Largely and rightfully known for defeating possibly Boise State’s best-ever team in dramatic fashion, did not attend a major bowl game for their extremely successful campaign. Why? Well, because the Wolf Pack lost focus for one evening on Oahu against Bryant Moniz, Corey Parades, and the 2010 Hawaii Warriors. Could history repeat itself Saturday? Or is this Nevada team looking at fulfilling an uncharted legacy for Wolf Pack football? Hawaii might need some magic to defeat this team.


I was not far off on my Hawaii-Boise State prediction. Score was wrong, but I nailed the margin of loss perfectly. This week, Hawaii is a home underdog again, albeit not quite the underdog they were against the Broncos.

As I noted in my postgame of UH-BSU, a program that is one year removed from a 10-win season and a division championship (plus the bowl win over BYU has aged well) doesn’t dabble in moral victories, but it was hard to not feel like Hawaii made some progress in the second half of this past Saturday’s game.
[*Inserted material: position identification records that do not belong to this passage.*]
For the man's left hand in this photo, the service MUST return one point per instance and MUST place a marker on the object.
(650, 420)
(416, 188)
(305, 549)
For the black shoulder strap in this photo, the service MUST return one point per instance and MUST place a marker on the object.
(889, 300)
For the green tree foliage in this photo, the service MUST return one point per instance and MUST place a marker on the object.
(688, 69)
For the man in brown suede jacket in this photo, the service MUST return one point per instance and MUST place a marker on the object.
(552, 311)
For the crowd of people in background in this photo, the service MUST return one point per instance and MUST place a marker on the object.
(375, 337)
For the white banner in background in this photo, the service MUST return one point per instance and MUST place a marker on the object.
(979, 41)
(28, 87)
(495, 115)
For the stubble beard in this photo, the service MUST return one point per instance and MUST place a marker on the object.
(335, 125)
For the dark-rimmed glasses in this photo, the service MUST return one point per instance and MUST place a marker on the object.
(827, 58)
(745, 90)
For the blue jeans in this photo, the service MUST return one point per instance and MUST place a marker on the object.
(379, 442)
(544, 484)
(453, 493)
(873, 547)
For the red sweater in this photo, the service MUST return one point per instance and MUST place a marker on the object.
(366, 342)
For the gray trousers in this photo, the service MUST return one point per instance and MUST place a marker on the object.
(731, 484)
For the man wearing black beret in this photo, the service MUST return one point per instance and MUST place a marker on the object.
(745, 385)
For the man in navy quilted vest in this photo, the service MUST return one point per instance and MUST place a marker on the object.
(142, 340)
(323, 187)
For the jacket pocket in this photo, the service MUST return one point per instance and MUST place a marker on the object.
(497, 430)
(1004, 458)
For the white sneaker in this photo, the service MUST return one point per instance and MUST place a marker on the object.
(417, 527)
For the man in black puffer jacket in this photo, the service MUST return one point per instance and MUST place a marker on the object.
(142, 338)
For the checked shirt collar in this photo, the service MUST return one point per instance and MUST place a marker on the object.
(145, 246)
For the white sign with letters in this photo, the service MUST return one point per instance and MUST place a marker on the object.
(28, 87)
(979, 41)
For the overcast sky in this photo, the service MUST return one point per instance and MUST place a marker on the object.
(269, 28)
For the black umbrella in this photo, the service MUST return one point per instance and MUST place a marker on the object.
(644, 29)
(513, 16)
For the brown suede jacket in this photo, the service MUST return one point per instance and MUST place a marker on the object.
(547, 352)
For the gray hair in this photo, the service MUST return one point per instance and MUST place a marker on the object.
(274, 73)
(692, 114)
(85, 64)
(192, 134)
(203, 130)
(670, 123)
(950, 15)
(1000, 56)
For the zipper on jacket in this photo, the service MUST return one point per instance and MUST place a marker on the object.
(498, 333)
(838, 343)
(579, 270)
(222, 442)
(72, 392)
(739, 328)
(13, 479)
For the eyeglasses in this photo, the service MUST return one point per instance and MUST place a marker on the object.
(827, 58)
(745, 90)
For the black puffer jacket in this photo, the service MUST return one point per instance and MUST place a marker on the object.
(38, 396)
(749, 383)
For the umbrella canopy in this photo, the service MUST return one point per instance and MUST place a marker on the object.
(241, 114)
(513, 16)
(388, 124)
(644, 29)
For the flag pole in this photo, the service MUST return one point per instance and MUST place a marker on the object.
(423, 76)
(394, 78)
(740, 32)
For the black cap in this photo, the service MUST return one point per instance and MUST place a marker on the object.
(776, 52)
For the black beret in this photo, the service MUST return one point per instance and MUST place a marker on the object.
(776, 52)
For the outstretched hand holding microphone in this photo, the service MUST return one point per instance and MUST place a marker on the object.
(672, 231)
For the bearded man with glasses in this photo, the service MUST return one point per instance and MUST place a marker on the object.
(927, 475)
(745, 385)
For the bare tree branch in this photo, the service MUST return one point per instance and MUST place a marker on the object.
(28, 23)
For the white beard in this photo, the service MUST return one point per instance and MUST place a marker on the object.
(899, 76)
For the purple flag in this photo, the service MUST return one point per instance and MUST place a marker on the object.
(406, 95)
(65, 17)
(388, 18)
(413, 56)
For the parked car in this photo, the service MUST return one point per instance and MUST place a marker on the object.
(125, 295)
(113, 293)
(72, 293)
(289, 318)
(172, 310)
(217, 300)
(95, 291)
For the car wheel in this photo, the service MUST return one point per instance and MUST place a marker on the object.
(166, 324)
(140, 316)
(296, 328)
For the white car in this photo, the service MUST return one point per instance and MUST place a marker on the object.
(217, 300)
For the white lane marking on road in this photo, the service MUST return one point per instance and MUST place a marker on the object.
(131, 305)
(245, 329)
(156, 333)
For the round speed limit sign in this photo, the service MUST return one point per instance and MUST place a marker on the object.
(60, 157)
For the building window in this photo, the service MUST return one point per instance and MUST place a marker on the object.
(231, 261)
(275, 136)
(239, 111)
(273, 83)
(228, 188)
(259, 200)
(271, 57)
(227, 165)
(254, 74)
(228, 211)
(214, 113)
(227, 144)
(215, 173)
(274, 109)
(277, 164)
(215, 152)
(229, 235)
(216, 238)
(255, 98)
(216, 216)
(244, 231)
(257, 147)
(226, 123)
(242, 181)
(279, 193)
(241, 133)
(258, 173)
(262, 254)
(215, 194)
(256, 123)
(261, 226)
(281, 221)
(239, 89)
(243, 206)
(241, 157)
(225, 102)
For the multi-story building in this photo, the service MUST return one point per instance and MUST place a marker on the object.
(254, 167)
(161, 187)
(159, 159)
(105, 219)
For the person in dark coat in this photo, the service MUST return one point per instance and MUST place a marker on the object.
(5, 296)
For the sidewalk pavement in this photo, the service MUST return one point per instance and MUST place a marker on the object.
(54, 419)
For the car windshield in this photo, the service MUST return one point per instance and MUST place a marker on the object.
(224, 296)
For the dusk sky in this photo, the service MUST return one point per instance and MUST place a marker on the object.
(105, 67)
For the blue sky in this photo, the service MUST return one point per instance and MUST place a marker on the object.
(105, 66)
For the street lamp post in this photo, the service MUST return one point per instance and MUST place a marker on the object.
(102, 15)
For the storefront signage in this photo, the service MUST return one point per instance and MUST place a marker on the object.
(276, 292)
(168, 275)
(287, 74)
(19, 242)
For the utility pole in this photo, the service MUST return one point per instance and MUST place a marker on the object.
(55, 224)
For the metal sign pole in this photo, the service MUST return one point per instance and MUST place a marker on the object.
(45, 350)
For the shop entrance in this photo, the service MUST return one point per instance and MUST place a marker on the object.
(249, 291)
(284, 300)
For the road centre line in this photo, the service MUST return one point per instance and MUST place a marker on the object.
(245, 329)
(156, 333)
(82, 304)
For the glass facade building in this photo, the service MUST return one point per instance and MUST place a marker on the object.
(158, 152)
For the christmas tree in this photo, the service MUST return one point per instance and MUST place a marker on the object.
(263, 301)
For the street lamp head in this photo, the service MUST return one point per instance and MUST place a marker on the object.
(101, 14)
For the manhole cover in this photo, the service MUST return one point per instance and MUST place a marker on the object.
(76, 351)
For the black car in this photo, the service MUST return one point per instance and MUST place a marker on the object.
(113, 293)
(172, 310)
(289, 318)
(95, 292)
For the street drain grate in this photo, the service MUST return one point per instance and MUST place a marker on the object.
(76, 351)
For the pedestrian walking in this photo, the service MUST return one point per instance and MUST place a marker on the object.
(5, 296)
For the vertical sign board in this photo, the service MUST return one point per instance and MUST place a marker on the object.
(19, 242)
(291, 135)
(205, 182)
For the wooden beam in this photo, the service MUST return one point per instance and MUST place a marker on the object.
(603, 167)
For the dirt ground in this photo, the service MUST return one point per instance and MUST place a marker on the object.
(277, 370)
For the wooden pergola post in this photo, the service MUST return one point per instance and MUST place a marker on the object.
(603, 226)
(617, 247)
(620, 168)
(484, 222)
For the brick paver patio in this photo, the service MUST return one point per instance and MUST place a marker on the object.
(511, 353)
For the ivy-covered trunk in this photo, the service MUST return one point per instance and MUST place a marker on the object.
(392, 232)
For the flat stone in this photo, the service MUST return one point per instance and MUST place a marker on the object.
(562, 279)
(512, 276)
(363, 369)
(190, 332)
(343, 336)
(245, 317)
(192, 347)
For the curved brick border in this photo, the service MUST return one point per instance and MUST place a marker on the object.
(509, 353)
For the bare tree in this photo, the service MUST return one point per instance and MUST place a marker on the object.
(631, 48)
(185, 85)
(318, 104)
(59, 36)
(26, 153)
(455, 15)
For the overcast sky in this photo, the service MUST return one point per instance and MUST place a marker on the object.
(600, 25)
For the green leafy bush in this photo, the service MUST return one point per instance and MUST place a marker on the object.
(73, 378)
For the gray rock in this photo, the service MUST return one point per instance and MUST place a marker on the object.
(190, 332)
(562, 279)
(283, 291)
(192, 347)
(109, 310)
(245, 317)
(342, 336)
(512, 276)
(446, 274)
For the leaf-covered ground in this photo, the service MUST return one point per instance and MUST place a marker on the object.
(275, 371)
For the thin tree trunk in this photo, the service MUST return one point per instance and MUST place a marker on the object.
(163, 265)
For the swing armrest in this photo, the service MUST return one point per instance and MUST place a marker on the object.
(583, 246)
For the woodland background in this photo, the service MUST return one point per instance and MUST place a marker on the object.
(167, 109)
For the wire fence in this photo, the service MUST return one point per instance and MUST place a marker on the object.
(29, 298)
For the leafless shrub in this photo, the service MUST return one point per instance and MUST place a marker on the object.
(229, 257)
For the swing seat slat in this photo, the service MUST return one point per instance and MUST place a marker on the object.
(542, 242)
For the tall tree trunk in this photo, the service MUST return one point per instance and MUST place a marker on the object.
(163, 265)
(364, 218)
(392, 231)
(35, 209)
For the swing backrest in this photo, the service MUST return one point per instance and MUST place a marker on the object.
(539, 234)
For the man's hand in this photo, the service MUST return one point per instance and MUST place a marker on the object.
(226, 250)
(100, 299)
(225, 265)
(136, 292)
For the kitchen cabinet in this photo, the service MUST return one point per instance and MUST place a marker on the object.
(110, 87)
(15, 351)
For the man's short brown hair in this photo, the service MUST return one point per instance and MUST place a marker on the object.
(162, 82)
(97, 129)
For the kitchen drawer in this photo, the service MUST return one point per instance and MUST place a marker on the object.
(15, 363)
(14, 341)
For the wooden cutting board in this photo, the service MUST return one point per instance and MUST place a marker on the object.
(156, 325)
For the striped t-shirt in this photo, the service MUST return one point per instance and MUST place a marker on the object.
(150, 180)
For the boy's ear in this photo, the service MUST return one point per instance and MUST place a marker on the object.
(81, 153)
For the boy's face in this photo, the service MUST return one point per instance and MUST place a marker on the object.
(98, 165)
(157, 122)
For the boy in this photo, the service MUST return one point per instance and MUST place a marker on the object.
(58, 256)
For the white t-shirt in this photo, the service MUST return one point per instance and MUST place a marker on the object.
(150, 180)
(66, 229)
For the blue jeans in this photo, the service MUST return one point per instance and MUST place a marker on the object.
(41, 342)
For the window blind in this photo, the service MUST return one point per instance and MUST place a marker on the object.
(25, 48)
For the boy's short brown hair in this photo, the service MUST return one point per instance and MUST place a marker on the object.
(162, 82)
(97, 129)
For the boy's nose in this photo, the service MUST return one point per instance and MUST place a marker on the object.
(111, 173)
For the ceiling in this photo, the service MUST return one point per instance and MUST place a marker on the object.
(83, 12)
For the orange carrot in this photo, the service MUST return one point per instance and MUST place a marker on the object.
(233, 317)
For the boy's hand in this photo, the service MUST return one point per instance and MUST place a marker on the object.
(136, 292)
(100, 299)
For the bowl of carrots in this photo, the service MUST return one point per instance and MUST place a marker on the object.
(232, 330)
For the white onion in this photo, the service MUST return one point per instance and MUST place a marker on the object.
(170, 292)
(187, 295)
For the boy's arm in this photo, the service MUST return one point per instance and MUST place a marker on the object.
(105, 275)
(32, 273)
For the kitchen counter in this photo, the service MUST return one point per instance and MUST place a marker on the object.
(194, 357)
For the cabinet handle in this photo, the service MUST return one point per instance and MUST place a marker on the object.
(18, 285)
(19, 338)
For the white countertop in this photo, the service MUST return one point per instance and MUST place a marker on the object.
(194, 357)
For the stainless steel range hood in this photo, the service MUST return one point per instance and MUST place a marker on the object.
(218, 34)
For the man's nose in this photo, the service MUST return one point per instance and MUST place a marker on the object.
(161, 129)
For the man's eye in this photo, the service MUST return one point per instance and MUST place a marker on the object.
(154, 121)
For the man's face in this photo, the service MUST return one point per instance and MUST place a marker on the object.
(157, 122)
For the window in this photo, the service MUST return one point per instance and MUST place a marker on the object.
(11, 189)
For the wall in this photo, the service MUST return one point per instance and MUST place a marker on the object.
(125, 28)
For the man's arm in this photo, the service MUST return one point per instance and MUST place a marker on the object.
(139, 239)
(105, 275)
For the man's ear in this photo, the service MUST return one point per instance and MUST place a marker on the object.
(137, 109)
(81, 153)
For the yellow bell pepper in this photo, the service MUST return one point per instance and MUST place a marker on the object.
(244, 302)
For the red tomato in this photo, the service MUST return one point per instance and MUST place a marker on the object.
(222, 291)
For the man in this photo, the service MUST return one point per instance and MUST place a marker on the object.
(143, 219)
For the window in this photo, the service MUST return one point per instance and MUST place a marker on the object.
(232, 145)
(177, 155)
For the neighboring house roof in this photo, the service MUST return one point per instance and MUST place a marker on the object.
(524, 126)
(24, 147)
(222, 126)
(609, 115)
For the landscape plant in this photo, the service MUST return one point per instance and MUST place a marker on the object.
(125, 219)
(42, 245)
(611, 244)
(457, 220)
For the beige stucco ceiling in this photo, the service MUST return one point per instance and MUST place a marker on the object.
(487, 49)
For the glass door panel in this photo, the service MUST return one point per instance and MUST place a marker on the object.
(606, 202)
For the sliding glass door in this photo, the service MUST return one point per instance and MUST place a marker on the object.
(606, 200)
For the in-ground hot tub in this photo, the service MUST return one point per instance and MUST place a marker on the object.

Hawaii is not as good as Boise State, hasn’t been for a long time, yet still shattered the streak of 20+ point losses to the Broncos. Momentum was established for Hawaii, especially the offense. Can they carry that into this game? To avoid a potential losing season, Hawaii must snap into action this weekend. I think Hawaii will be more consistent over 60 minutes of play, but I think Romeo Doubs will be too much to handle. Give me Hawaii 24, Nevada 34.